Industry’s first commercial Unikernel with POSIX compatibility
Lynx Software Technologies (Lynx), a specialist in Mission Critical Edge, released LynxElement, the industry’s first unikernel to be POSIX compatible and available for commercial use. LynxElement will be offered as part of the LYNX MOSA.ic portfolio of products for a diverse set of mission-critical use cases.
Third-party or open-source software has a high vulnerability of putting any application of any organisation at risk, but the possible threats and security impact on mission-critical software is even greater. Unikernels work best for applications requiring speed, agility, and a small attack surface for increased security and certifiability such as aircraft systems, autonomous vehicles and critical infrastructure. The use of Unikernels, which allow pre-built applications using libraries, reduces the attack surface. Unikernels are also very well suited as a component for mission-critical systems with heterogeneous workloads that need the coexistence of RTOS, Linux, Unikernel and bare-metal guests. Existing open-source Unikernel implementations haven’t seen great success due to a lack of adequate functionality, no clear path to safety certification and immature toolchains for debugging and producing images.
Utilising LYNX MOSA.ic’s software framework for building and integrating complex multi-core safety- or security-critical systems, Lynx has based its Unikernel product on its commercially proven LynxOS-178 real-time operating system, to enable compatibility between the Unikernel and the standalone LynxOS-178 product. This allows customers to freely transport applications between each environment and is FACE and POSIX API compatible. The Lynx framework provides built-in security for the Unikernel, paving a solid path to security and safety certification in mission-critical applications and making it enterprise-ready.
“Lynx’s safety pedigree enables us to provide customers with confidence that our operating systems are secure and ready for deployment in high-performance, highly secure and safety-certifiable systems,” said Pavan Singh, Vice President of product management at Lynx Software Technologies. “LynxElement offers increased density, better security, speed, and small size as compared with different approaches. This enables the predictability of systems to be determined by properties of the separation kernel, which we view as the foundational approach to the next generation of component-based development.”
Lynx developed the safety-critical Unikernel solution with the help of DESE Research, Inc.
“The solution we’ve developed with Lynx promises an incredibly flexible, efficient and robust alternative to common RTOS solutions for Army aviation platforms,” said Michael Kirkpatrick, CEO of DESE Research. “We’ve created the opportunity for customers to now host multiple real-time capabilities in parallel on a single multiprocessor device without impacting safety or performance, while also enabling the development of platform architectures with lower overall SWaP.”

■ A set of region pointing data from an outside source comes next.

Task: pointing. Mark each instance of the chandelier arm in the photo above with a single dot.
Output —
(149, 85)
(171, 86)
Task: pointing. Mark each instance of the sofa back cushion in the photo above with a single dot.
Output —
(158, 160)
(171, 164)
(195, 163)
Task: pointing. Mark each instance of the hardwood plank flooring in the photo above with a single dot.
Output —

The initial focus of LynxElement is centered on security, and a common use case would be to run security components like IDS and VPNs. By using a data diode and filter, the Unikernel can enable a customer to replace a Linux virtual machine, to save memory space and drastically reduce the attack space while guaranteeing timing requirements and safety certifiability.
LynxElement is being trailed by existing Lynx customers and additional organizations including the Navy, Air Force and Army organisations worldwide, which have seen initial success. The LynxElement product is available for both Intel and Arm processor architectures.